Surely both women and men were freer in this sense of "negative liberties," during the nineteenth century, than they are today.

I'm not a libertarian, but I certainly prefer the Founding Fathers' vision of "freedom from" to Mr Obama's notion of government doing things "on my behalf." Our society is divided into two classes - one on whose behalf the government does things, and another who bear the cost of those things. I belong to the latter, and understand - especially on April 15 - why so many who do call themselves libertarians.

David Chapman said...

Thanks, Liz & Mike. I've mostly found that I've gotten to have less and less opinions about politics over the years. I've gotten to have more opinions about economics as I've learned more about that; and the two are not altogether separable, obviously. Probably if I learned more about politics I'd have more opinions about it too.

I've gotten somewhat more interested recently in a roundabout way, through thinking about foundational issues in philosophy.

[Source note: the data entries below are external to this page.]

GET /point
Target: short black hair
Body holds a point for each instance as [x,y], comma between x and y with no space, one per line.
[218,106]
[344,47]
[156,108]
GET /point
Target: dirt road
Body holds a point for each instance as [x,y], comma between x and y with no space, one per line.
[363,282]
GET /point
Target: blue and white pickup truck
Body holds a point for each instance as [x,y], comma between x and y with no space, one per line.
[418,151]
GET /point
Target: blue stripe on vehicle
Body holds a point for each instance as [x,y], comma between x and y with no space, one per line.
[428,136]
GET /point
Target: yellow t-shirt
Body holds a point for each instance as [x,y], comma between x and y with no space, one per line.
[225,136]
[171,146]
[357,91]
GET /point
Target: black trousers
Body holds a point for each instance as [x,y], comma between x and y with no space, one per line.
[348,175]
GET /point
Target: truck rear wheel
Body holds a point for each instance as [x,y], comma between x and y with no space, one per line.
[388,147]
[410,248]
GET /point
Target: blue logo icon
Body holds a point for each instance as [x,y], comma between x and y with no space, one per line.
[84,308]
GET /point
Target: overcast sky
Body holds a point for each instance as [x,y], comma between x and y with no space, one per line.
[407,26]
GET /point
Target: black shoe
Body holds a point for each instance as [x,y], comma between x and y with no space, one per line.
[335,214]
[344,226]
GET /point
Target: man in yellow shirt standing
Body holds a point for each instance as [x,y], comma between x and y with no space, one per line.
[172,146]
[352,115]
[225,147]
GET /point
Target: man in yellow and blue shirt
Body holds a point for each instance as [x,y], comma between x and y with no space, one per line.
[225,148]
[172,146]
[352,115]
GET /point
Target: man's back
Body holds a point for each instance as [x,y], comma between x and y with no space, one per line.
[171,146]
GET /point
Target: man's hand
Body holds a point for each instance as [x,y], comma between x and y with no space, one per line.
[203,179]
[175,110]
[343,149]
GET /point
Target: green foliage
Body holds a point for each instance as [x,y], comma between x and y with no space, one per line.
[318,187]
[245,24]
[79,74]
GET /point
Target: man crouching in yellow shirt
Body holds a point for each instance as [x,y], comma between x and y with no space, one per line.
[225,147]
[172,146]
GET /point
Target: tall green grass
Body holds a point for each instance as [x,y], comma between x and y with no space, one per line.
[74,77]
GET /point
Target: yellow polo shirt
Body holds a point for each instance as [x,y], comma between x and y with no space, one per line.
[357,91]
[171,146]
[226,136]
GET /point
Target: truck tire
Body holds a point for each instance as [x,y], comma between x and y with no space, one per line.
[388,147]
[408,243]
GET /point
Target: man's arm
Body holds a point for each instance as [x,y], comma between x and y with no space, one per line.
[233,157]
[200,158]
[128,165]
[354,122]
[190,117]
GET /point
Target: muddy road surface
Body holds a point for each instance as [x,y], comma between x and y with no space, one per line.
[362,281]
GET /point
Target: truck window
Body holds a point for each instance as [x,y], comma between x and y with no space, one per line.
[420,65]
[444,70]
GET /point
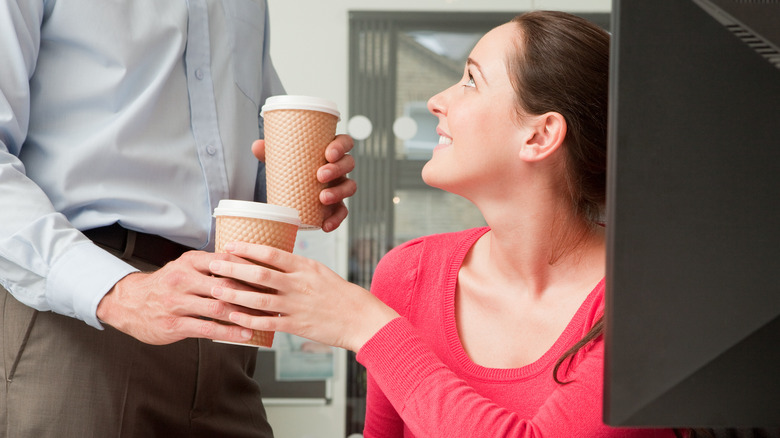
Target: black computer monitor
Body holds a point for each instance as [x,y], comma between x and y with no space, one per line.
[693,215]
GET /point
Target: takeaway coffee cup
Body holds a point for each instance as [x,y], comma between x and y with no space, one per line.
[297,131]
[255,222]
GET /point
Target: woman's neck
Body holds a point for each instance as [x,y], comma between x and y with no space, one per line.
[541,249]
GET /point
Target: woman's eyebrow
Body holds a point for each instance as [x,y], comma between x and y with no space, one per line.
[471,61]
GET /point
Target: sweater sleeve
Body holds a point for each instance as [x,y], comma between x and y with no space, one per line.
[433,402]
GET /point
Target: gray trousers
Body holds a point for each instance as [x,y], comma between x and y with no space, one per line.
[63,378]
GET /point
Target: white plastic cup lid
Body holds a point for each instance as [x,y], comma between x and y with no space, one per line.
[257,210]
[301,103]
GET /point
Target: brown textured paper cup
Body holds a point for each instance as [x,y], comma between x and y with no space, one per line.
[297,131]
[259,223]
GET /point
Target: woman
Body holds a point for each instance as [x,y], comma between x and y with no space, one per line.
[470,332]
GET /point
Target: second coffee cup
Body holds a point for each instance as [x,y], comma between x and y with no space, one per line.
[255,222]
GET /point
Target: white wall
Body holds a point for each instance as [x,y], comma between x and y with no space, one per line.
[309,46]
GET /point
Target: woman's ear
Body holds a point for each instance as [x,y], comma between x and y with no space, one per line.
[545,135]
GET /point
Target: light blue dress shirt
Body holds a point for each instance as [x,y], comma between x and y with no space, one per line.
[140,112]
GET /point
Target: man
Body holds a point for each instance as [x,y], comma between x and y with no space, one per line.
[122,125]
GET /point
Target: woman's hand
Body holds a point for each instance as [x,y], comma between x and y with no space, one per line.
[312,301]
[334,174]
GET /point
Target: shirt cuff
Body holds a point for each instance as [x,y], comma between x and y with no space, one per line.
[80,278]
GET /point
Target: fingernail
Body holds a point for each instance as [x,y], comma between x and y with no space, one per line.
[328,198]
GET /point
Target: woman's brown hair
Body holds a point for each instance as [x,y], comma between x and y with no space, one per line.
[561,64]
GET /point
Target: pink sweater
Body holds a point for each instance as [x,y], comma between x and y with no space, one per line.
[421,383]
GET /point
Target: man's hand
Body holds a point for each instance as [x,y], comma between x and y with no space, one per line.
[172,303]
[334,174]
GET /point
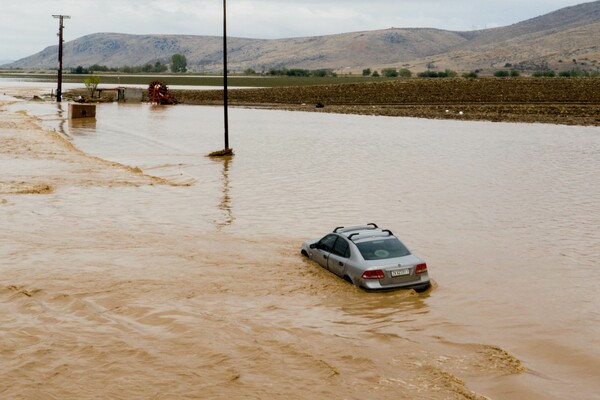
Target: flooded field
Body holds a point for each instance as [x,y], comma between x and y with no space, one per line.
[196,289]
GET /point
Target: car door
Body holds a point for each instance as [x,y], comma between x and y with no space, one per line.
[339,256]
[323,250]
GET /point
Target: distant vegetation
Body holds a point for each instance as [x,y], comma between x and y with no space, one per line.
[448,73]
[297,72]
[178,63]
[148,68]
[505,74]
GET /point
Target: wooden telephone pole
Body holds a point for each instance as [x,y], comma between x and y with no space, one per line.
[225,100]
[60,42]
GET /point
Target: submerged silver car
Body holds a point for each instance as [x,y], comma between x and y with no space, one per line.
[369,257]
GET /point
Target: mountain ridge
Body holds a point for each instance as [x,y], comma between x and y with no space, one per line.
[552,40]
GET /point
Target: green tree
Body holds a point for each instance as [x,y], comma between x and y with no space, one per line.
[91,84]
[178,63]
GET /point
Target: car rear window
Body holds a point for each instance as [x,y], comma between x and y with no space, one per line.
[382,249]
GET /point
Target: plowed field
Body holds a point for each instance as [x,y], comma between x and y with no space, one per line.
[548,100]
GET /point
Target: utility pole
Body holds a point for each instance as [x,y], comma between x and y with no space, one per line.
[225,74]
[60,41]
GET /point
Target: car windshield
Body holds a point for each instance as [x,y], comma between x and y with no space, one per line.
[382,249]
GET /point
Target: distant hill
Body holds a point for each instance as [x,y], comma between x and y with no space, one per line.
[559,40]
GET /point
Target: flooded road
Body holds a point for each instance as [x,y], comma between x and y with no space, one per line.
[199,288]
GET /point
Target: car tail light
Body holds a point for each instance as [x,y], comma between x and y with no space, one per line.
[373,274]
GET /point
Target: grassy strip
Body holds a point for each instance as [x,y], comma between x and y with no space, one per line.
[196,80]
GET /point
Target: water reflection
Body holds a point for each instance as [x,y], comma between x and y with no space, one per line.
[225,203]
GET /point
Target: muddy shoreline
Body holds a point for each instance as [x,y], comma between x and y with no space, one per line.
[530,100]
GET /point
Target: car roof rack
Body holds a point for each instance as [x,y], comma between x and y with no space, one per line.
[370,225]
[369,235]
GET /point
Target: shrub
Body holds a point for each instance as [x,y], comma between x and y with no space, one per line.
[405,73]
[543,74]
[389,72]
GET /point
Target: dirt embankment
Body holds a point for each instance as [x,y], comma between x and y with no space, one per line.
[547,100]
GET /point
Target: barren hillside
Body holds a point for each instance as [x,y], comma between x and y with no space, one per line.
[554,39]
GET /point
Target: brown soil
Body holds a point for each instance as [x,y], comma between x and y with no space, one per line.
[545,100]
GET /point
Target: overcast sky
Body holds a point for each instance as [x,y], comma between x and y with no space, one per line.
[28,26]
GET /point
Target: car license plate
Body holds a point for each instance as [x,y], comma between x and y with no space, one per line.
[400,272]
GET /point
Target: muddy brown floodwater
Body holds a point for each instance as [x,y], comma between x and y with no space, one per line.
[145,270]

Probably you can't actually derive any concrete political principles from foundations -- but there is some influence at least. Plato promulgated a sort of fascist metaphysics, so it's not surprising that his "Republic" was totalitarian.

Anyway, the foundational ideas I'm working with do seem to suggest some things about politics that might not be obvious -- but since I know so little about political theory, I don't know.

David

Unknown said...

Over time I've tended to move away from axioms, ideologies, and philosophies to look more at lived experience in the real world.

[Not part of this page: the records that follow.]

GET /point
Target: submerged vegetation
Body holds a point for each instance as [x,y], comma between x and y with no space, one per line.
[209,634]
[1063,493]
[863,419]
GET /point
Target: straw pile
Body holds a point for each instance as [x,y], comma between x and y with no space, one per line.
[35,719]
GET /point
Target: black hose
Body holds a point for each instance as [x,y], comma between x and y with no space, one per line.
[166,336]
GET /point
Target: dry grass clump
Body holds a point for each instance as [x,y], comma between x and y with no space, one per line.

Yes, I think freedom is generally a good thing, but modern-day libertarianism illustrates the problems of elevating it to a quasi-religious principle. I don't know any woman who would say women's quality of life was subjectively better in the 19th century, even though they may have had more "freedom" according to certain objective measures.

I feel similarly about leftists who, for example, think bolting a screw to a piece of metal in a factory for 8 hours is a satisfactory way of life if the enterprise is worker-owned, or proponents of participatory democracy that requires citizens to spend a significant proportion of their time learning about, debating, and voting of administrative minutiae.

Unlike Mike, I don't have kids, and given my age and socioeconomic status I don't think I'll personally experience the worst effects of any impending collapse. So I sometime look at as a morbidly fascinating experiment gone awry. Human intellectual evolution appears to have outstripped our emotional/interpersonal capacities. Just how much economic disparity & environmental degradation can the system take before it falls apart?